The magistrate said the atrocities of the terrorists in Marawi "are designed to slow down the advance of government forces and facilitate their escape" following the arrest warrant issued against one of its leaders.
"They are not designed to actually control seats of governance," Leonen said.
"The provincial and city governments are existing and are operating as best as they could under circumstances. They are not rendered inutile such that there is now a necessity for the military to take over all aspects of governance," he added.
He also believes that martial rule "creates a false sense of security."
"Terrorism cannot be rooted out with military force alone. Military rule, authoritarianism, an and iron hand do not substitute for precision, sophistication, and professionalism in our law enforcement. The false sense of security will disappoint. It is that disappointment that will foster the creation of more terrorists and more chaos," Leonen said.
Leonen then averted to the country's experience under martial law during the presidency of the late Ferdinand Marcos.
"History teaches us that to rely on the iron fist of an authoritarian backed up by the police and the military to solve our deep seated social problems that spawn terrorism is fallacy. The ghost of Marcos' Martial Law lives within the words of our Constitution and rightly so," he said.
"That ghost must be exorcised with passion by this Court whenever its resemblance reappears," he added.
During Tuesday's en banc session, 11 justices voted to dismiss the consolidated petitions while three magistrates—Chief Justice Maria Lourdes Sereno, Senior Associate Justice Antonio Carpio and Associate Justice Alfredo Benjamin Caguioa—believe the coverage of martial rule should be limited to some areas only.
Only Leonen voted for the junking of Proclamation 216, which was challenged for alleged lack of sufficient factual basis.
The SC heard the consolidated petitions filed by a group of opposition congressmen led by Albay Rep. Edcel Lagman, activists and militant lawmakers, and four women residents of Marawi City—the site of vicious fighting between government troops and Maute group since May 23.

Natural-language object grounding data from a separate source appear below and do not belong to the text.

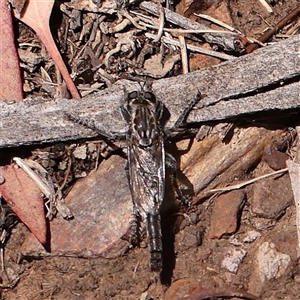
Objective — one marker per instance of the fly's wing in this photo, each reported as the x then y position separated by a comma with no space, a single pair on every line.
147,176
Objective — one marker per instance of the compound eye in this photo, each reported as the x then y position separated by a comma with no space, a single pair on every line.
133,95
150,96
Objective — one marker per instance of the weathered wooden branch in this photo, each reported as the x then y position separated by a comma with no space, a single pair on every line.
264,80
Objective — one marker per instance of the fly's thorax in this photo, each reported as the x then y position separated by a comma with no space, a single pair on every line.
142,111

The petitioners and the Office of Solicitor General were given the chance to defend their positions in three days of oral arguments that ended with a closed-door briefing by Defense Secretary Delfin Lorenzana and Armed Forces chief General Eduardo Año on June 15.
For the petitioners, the armed conflict in Marawi did not necessarily call for the imposition of martial law.
They pointed out that terrorism does not equate to rebellion, noting that the attacks on Marawi City stemmed from an armed resistance by the Maute group to shield Abu Sayyaf leader and ISIS emir for Southeast Asia Isnilon Hapilon from capture.